А Саша на скорости сорок километров потащился дальше. Руки его совсем ослабели, он едва мог держать руль.
Вот он и напился. А когда напился — сообразил, что соседу теперь тоже кранты. Всем кранты, с кем он говорил о рукописи. Ну и черт с ним. До соседа ли ему. Умереть, не повидав даже Катю!

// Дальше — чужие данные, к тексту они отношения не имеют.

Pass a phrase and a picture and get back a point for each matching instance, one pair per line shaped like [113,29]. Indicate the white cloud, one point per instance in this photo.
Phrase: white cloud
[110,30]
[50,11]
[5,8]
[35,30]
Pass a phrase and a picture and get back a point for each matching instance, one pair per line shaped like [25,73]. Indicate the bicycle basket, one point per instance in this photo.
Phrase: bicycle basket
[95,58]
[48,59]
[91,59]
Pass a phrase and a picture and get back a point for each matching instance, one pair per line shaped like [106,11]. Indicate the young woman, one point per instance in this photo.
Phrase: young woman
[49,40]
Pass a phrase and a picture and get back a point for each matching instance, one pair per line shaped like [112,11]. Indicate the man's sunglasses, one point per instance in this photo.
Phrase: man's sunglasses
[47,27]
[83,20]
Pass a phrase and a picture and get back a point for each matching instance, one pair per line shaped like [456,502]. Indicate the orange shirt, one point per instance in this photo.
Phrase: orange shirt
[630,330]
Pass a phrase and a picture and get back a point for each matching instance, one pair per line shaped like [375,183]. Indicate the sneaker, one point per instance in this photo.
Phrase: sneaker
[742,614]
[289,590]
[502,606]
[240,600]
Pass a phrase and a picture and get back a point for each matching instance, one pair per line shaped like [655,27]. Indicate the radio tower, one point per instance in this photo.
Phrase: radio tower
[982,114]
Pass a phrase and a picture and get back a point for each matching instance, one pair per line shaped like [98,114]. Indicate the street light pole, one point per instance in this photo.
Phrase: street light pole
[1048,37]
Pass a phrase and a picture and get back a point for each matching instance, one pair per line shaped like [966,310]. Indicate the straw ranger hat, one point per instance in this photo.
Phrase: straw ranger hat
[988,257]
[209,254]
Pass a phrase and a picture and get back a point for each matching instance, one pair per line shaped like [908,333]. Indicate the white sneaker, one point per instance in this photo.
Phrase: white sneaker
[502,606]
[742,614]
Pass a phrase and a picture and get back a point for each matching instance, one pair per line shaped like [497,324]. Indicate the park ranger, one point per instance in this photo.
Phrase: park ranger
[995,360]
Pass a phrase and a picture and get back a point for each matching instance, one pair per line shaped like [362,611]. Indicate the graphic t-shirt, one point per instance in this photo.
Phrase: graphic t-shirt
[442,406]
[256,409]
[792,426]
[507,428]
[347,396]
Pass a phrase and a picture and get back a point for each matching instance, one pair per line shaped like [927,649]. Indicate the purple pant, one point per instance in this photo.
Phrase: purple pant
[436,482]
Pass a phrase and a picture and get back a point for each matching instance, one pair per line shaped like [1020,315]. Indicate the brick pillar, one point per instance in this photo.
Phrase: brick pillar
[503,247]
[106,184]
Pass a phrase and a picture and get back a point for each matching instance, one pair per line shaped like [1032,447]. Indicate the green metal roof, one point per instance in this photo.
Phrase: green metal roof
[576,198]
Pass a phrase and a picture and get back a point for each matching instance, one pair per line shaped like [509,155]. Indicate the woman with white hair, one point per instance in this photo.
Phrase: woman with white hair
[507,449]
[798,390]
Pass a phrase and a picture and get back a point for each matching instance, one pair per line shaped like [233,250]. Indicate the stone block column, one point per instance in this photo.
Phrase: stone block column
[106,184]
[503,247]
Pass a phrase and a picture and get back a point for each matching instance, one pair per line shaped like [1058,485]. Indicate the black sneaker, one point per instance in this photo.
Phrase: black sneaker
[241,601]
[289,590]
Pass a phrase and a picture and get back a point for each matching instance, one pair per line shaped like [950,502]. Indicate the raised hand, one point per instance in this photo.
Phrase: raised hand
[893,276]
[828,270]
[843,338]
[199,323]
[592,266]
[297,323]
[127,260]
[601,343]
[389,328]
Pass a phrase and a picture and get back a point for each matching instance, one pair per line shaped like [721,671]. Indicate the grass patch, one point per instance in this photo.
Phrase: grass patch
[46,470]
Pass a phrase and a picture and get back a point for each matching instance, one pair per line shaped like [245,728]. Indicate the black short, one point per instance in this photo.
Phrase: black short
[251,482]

Бежать? От ФСБ? Бесполезно и пытаться. Все его существо противилось мысли о бегстве, даже почему-то больше, чем мысли о смерти. Умереть — это не так уж сложно, застрелят и все, а бежать — без денег, без вещей, без комфорта — такая морока… Убьют так убьют. Саша, собственно, не смерти боялся — чего уж так-то бояться, они с Олегом столько свечей наставили — Москву можно три раза спалить, Бог это оценит, — а разных неудобств, связанных с нею…Пытки! Если менты пытают, то уж эти… Он скорчился, ногтями зацарапал обивку дивана. Ах, зачем негр не убил его, ах, зачем.
VII
— Феликс был прав.
— В этом я и не сомневался. Феликс всегда был прав. (Речь шла о Ф. Э.Дзержинском.) Но мог ошибаться сам Бенкендорф.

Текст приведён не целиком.